U. S. Coast and Geodetic Survey Office, Washington, May 28th, 1884
Dear Sir; I notice in the Lt. Ho. Book, that Cape Foulweather and Yaquina Head 13th Dist. an used as interchangeable names for the same place, as the Coast survey chart No. 603 places Cape Foulweather several miles to the northward of Yaquina Head, I have examined the matter and find that asst Davidson in the Pacific Coast Pilot makes quite a clear distinction, and as it may be of interest to you, I will enclose a portion of his article on this subject for your consideration
Cape Foulweather Nearly four miles northward of Yaquina Point commences the long, bold face of this headland. From Yaquina Point the four miles of shore is bordered with low, yellow broken cliffs, covered with standing burnt timber. A low flat black rock lies about half a mile off shore and nearly three miles north of the point, while a large one the same distance off shore, lies just south of the southern limit of the cape
The whole face of the Cape is about five and a half miles in extent, North-northwest and south-southeast, and marked by six or seven sloping grassy heads, reaching from the sea-cliffs to the heavy timber which growes there, while timber fills the gulches between them.
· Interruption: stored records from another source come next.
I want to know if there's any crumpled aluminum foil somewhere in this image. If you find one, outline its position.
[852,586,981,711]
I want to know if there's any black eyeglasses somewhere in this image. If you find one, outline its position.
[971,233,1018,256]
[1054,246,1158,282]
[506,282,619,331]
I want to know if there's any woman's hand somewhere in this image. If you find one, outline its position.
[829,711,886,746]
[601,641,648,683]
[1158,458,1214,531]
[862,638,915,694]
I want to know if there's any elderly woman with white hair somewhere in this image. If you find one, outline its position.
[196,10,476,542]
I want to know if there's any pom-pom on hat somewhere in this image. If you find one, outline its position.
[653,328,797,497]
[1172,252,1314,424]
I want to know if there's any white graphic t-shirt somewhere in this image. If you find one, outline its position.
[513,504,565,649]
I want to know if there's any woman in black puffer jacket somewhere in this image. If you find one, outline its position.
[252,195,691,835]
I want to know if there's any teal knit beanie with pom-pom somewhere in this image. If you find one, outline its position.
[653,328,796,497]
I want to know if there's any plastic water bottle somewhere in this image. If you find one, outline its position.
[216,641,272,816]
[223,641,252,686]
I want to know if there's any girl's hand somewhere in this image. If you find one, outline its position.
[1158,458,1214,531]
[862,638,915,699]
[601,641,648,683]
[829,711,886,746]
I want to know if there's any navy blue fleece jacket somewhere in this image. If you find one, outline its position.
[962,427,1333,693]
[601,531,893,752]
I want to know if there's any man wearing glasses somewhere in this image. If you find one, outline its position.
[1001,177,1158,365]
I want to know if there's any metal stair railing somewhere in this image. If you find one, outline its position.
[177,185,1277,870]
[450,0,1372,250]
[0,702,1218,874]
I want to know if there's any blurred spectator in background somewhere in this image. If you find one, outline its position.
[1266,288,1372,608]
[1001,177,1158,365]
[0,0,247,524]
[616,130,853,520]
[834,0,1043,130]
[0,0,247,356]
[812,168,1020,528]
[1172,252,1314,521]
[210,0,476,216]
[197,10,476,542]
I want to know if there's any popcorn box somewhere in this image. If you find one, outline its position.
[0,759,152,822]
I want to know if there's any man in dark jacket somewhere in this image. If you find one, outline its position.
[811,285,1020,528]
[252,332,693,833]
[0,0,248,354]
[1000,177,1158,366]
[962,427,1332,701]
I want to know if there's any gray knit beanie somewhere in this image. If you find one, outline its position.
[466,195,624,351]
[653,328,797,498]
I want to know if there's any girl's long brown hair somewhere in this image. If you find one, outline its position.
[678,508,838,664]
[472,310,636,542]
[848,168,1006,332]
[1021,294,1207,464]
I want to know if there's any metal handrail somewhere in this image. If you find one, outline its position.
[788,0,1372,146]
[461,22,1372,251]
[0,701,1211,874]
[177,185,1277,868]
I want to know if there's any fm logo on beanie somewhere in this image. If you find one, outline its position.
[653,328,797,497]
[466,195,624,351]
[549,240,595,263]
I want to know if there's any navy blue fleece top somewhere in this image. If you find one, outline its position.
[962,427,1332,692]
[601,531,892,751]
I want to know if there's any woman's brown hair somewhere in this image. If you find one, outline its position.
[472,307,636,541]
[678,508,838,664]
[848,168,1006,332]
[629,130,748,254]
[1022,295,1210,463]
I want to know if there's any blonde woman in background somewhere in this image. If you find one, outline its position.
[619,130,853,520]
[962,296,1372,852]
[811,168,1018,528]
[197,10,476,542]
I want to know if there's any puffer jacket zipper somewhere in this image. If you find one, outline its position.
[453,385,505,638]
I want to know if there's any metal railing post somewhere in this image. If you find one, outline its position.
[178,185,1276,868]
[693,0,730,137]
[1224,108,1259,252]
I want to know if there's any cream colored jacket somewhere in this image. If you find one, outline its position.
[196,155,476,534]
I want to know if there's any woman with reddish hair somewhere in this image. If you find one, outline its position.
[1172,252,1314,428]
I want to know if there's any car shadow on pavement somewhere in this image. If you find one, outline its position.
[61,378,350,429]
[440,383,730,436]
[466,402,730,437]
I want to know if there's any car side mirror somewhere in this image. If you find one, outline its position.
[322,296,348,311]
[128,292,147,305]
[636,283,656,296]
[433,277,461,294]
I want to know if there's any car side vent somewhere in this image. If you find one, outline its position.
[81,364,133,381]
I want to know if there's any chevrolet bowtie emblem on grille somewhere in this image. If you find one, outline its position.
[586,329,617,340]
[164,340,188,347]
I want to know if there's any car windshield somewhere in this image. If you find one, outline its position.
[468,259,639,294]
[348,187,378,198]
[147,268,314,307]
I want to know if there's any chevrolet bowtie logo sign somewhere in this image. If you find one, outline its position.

The elevation of the head appears to be about eight Hundred feet.
The westernmost point of the cape is about seven miles northward of Yaquina Point, and is marked by a low grass covered table projecting just to the northward. North of this table, and behind a black point of the same height, stretching southward, is an opening to a small cave with yellow cliff and sand beach within, upon
which no surf was seen. It seemed probable that a boat landing could be safely effected there in ordinary northwest winds. This black point is marked by a dense cluster of woods.